Learning to be Assertive in Addiction Recovery
Being assertive is simply being able to stand up for yourself without being aggressive or manipulative. It’s about being calm while communicating and interacting, and getting your point across without causing harm or disturbance – that’s why it’s the ideal mode of communication. Assertiveness is a balance – something addicts lack, and desperately need.
Communication in Recovery
When in recovery, addicts have to stop manipulating people and “throwing their weight around”, like they did for their entire drinking or drugging career. It is essential that they maintain calm and respectful communication with themselves. This ensures that these alcoholics and drug addicts are able to have their needs met in a safe, honest way. This helps them gain confidence, which is key in recovery. In order to further consider this idea, it is essential to understand the other styles of communication:
Passive – the passive style of communication is involves shrinking away and not voicing opinions or needs. People engaging in passive behaviour may think they aren’t causing harm. They may not be causing any short-term harm to themselves or others, but their dysfunctional communication will eventually result in damaged relationships, and then low self-esteem. Passive communicators can be easily identified. They cross their arms or legs while speaking, avoid eye contact and keep their volume very low. They overuse the phrases “I guess” or “kind of”, and use filler sounds like “um” or “aah”.

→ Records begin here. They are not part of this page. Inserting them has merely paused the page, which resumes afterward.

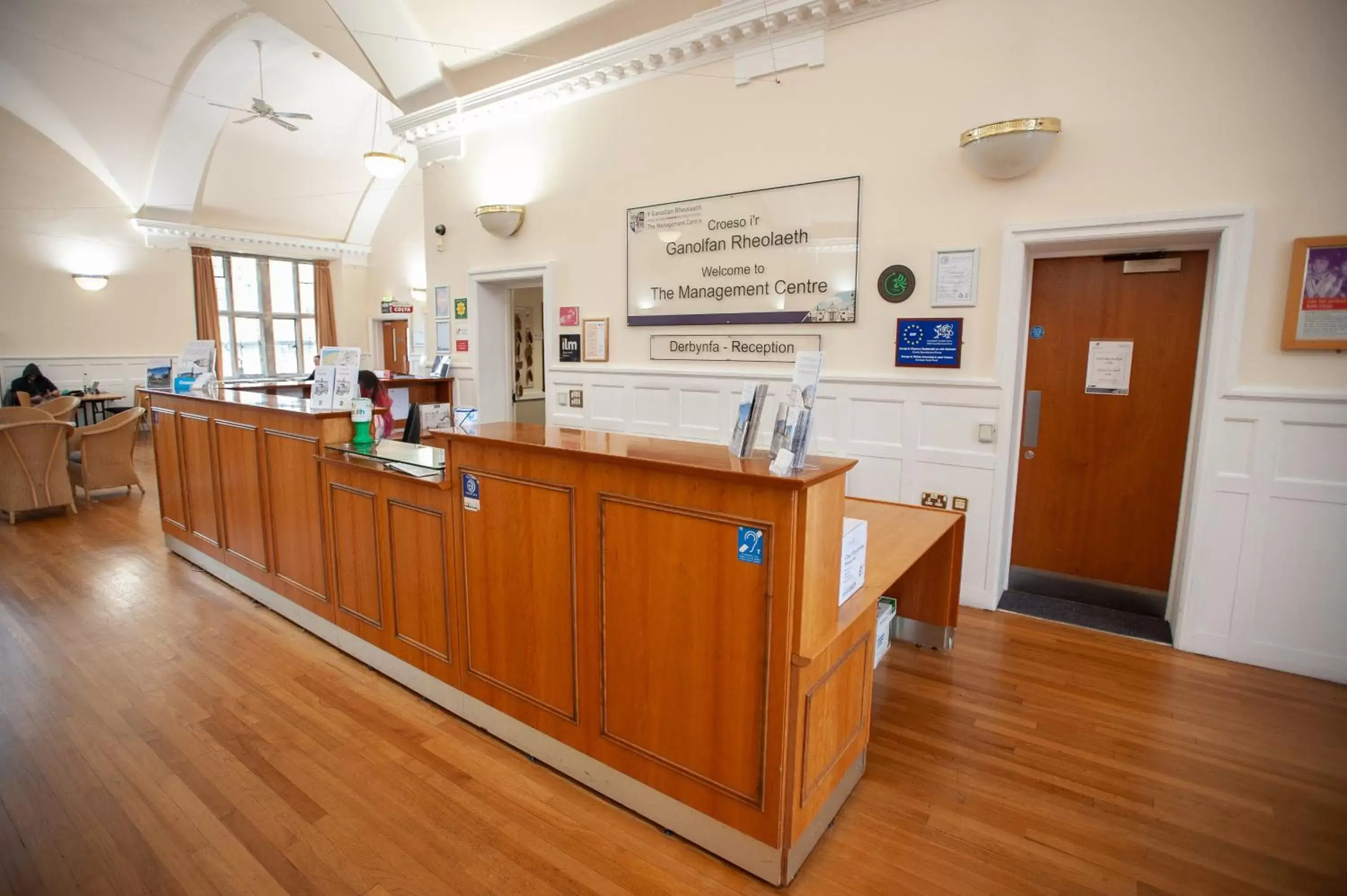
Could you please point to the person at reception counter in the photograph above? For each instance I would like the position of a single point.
(31, 382)
(374, 390)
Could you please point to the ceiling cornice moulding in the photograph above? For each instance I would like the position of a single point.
(709, 37)
(172, 235)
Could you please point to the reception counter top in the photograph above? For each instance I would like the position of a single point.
(655, 453)
(225, 394)
(655, 619)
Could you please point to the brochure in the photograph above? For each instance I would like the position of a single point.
(747, 419)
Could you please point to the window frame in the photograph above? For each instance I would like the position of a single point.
(267, 314)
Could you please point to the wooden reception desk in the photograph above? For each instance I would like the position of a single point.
(594, 610)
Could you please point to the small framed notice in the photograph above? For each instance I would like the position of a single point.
(1316, 298)
(570, 348)
(954, 279)
(1109, 368)
(594, 338)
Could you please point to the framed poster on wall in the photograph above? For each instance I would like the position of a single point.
(780, 255)
(1316, 298)
(594, 338)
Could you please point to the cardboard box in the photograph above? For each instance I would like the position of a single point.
(853, 558)
(884, 615)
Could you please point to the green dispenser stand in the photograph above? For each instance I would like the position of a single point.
(363, 414)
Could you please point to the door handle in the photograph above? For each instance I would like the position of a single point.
(1032, 408)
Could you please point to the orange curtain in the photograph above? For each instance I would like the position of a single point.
(208, 310)
(324, 303)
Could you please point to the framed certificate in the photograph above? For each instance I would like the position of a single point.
(594, 338)
(1316, 298)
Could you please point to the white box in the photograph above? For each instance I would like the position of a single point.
(884, 616)
(853, 557)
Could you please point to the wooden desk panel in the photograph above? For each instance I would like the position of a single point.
(357, 579)
(294, 510)
(198, 466)
(519, 591)
(173, 503)
(242, 492)
(685, 630)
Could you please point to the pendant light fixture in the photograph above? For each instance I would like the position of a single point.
(383, 165)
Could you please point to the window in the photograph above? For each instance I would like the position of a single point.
(267, 324)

Aggressive – aggressive people put themselves first. They manipulate and control conversations and situations to get what they want; they hurt or anger other people in doing so. They can be identified by their forceful eye contact that comes off as glaring and threatening. They are loud and make demands; they modulate their voice so that it’s loud and overbearing. They slam doors, give “dirty looks” and sometimes resort to using offensive language in order to make their point.
Passive-aggressive – this is perhaps the most dangerous and manipulative form of communication. Passive-aggressive people put themselves first (aggressive) while acting like, and sometimes convincing themselves, they are putting others first (passive). These people don’t communicate their needs or wants, but expect people do understand them nevertheless. They avoid addressing conflict, but create it anyway.
Why is it so Difficult?
Being assertive is incredibly difficult for alcoholics and drug addicts because they rarely face problems without the aid of alcohol. This gives them the tools to be aggressive and mask their low self-esteem. Low self-esteem either makes people withdraw passively, or overcompensate for their lack of self belief by being aggressive or passive-aggressive.
Conducive to low self-esteem, is the fear of not being liked. Addicts or alcoholics are often people-pleasing, and therefore resort to passive communication. In addition, they have an inflated ego, which actually makes them lean further towards passive-aggressive communication. When educated on the importance of assertiveness on entering a rehabilitation centre, such addicts or alcoholics may mistake assertiveness for aggression.
How to be More Assertive
To be assertive, people have to become comfortable with taking responsibility for their own needs. Honestly is essential, as people learning to communicate assertively have to be forthright but not confrontational. At Hope Trust rehab, there are several techniques used to help recovering alcoholics and drug addicts communicate assertively. They are made to participate in role-play activities, engage in positive visualization and, perhaps most importantly, are given an accepting environment in which they are free to be honest and true to themselves.